Receiver appointed by AIB to take control of Ivor Callely assets
ALLIED Irish Bank has appointed a receiver over property assets owned by jailed politician Ivor Callely.
The bank made the move to take control of the assets after the disgraced former junior minister was imprisoned last month for fiddling expenses.
Ernst & Young director Marcus Purcell was appointed receiver over a number of Callely assets.
The former Dublin Fianna Fail TD and senator borrowed heavily from AIB during the boom, using investment properties as security for the loans.
On one day alone in March 2007, he and his wife Jennifer re-mortgaged five investment properties with the bank.
The values of these properties subsequently collapsed and they remain well below boom-time levels.
In total his name has appeared on AIB mortgage documents for eight different properties on Dublin's northside.
These include the couple's family home on St Lawrence's Road in Clontarf, although Callely moved it into his wife's sole ownership in May 2011. The couple have been estranged for the past 12 months.
The exact extent of the assets subject to the receivership has yet to be disclosed.
Ernst & Young declined to comment about Mr Purcell's appointment or the scope of his brief, while AIB said it could not comment on individual cases.
Residents in one of Callely's investment properties, a terraced house in Dublin's East Wall, confirmed they had been made aware AIB now controlled the property.
They were informed of the development last week by their letting agency and expect to remain tenants.

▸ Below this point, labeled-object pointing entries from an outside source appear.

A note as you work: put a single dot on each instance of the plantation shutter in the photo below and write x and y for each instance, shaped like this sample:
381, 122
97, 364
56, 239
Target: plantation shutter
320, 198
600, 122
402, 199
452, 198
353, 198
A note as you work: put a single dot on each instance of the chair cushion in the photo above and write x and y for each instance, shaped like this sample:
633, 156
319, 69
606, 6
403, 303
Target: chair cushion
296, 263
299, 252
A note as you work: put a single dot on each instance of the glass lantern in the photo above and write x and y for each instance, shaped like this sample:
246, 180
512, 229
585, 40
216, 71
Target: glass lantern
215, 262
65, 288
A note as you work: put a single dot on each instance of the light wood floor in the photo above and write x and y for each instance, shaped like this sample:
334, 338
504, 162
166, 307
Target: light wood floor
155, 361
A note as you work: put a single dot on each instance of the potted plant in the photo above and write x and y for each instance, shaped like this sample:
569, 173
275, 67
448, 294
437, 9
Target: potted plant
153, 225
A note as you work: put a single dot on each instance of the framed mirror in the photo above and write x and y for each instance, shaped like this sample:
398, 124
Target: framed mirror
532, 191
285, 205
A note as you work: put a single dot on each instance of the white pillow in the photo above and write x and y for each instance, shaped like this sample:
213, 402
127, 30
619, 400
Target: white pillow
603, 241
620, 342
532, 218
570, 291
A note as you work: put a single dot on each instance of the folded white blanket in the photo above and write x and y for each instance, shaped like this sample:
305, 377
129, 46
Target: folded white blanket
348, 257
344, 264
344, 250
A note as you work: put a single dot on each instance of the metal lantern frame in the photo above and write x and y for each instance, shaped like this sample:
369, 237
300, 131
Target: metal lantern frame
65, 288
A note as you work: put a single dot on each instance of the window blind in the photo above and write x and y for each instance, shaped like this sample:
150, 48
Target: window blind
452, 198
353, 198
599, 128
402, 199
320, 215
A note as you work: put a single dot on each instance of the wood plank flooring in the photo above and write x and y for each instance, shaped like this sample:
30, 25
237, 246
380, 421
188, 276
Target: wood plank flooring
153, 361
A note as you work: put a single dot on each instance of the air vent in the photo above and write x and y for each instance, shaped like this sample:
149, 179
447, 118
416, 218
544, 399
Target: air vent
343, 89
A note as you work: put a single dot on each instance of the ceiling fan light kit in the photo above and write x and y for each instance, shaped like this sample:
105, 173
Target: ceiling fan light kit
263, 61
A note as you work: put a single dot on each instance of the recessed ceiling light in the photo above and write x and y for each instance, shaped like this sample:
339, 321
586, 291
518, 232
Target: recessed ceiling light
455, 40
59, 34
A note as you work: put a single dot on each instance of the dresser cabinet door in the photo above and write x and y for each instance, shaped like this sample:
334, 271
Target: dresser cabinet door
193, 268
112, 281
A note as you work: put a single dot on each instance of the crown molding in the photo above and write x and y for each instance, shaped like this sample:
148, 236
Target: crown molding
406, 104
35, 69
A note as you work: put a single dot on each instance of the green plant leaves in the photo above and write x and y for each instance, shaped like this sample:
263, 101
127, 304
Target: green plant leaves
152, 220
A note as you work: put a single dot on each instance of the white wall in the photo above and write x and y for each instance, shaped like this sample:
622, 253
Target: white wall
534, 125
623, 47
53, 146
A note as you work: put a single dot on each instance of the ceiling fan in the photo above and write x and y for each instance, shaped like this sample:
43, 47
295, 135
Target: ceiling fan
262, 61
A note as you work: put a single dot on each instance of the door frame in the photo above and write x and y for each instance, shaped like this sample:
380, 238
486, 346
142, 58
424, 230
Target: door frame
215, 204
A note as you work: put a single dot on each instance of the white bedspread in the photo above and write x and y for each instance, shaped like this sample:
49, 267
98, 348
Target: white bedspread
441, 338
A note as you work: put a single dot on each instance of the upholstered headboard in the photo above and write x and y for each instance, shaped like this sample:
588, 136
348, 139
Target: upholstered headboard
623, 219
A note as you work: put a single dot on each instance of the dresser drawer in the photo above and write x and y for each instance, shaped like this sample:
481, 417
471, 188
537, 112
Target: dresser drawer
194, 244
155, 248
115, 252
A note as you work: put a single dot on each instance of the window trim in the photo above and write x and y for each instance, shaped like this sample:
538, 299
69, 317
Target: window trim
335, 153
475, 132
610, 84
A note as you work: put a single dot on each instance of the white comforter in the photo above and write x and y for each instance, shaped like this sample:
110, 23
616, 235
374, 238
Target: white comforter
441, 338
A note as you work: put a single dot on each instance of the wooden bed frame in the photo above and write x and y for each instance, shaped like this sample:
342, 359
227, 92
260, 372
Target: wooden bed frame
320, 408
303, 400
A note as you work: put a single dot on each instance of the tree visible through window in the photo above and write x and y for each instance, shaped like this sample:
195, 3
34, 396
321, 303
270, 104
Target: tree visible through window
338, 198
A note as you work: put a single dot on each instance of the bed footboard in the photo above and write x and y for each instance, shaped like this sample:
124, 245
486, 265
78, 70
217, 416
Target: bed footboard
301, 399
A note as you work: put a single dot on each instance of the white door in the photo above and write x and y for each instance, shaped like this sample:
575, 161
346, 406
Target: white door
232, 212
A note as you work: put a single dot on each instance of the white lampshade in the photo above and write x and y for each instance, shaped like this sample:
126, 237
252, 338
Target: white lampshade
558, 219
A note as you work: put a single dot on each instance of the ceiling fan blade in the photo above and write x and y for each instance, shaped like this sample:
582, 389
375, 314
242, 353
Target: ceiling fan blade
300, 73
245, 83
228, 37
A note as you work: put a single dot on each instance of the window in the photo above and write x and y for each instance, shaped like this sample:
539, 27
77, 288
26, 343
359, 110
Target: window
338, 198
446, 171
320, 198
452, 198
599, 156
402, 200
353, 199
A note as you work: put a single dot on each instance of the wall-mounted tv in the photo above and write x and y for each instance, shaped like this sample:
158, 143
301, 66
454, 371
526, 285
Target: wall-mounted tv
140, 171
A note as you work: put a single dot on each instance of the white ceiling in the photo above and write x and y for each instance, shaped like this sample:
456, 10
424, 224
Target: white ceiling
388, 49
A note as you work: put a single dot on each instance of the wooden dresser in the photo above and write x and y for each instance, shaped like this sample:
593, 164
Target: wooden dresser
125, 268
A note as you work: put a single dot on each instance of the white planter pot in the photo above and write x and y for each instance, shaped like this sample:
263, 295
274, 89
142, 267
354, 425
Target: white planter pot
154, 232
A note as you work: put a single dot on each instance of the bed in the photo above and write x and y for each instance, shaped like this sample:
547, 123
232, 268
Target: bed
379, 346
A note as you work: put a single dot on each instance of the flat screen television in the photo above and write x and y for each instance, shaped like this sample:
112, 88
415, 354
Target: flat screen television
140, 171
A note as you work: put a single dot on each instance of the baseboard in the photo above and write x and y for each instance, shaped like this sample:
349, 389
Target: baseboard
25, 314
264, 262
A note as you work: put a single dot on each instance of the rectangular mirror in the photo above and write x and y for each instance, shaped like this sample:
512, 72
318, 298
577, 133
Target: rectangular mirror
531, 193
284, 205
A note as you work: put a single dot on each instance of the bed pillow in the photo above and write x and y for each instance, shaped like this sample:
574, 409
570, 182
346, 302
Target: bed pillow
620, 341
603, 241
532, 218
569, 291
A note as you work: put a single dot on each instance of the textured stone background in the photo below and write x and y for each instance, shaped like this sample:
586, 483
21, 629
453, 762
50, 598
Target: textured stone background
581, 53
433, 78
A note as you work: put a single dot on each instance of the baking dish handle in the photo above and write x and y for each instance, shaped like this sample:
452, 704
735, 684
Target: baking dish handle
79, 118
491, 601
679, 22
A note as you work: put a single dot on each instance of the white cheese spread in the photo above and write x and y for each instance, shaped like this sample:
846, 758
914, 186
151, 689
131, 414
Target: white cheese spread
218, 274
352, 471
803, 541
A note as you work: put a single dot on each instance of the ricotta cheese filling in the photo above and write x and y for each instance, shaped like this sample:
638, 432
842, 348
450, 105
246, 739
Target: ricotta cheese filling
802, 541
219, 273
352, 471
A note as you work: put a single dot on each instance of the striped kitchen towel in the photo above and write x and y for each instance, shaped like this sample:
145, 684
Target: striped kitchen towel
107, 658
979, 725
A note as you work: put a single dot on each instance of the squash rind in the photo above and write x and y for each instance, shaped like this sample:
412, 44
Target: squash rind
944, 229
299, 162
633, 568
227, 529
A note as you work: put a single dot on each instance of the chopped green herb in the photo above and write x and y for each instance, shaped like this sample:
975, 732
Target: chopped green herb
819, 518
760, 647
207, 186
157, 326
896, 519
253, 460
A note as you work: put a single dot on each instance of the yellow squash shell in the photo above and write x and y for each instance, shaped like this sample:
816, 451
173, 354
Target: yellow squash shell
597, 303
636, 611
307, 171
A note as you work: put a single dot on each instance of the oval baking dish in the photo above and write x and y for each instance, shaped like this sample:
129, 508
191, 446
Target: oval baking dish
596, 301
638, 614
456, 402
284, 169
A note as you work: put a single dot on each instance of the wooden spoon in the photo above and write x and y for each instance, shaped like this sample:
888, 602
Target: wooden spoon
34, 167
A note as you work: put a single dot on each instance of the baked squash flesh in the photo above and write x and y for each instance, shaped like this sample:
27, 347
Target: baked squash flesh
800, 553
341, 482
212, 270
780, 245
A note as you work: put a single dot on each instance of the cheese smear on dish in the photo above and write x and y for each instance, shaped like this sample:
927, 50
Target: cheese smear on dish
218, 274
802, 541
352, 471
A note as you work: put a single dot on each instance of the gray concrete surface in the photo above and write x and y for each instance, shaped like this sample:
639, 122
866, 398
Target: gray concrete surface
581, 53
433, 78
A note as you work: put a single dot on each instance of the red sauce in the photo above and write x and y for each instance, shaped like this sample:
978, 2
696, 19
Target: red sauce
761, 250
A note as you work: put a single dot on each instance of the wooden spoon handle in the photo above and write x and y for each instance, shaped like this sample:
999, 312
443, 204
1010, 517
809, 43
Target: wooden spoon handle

The property, at Hawthorn Terrace, was originally bought in Mrs Callely's name, with an AIB mortgage registered in 2000.
However, it was re-mortgaged in 2007 in both of their names. Callely's fraud trial last month heard he had run into financial difficulties in recent years, with lender Investec securing an €11m judgment against him last year.
However, no mention was made at the time of any difficulties with AIB.
It is thought the money borrowed by Callely from AIB in 2007 was used to fund his involvement in a property deal in Clontarf.
He and three businesses associates also borrowed €10m from Investec in connection with that plan, with the aim of building 44 seafront apartments. However, the project ran into planning difficulties and ended up being shelved.
Investec issued legal proceedings against Callely, who consented to a judgment for €11m in July last year.
The lender has also has initiated further legal proceedings against Callely and his wife. These relate to property matters, but the details of what is involved have yet to be disclosed.
Last month, the 56-year-old was jailed for five months at Dublin Circuit Court after he pleaded guilty to four counts of using bogus invoices to claim mobile phone expenses from the Oireachtas between 2007 and 2009.
He is serving the sentence at Wheatfield Prison.
Callely served as a junior minister for health and later transport between 2002 and 2005.
But he bowed out of politics in 2011 following a controversy-strewn term as a senator during which he was suspended from the Seanad for 20 days for claiming over €80,000 in travel expenses from his west Cork holiday home.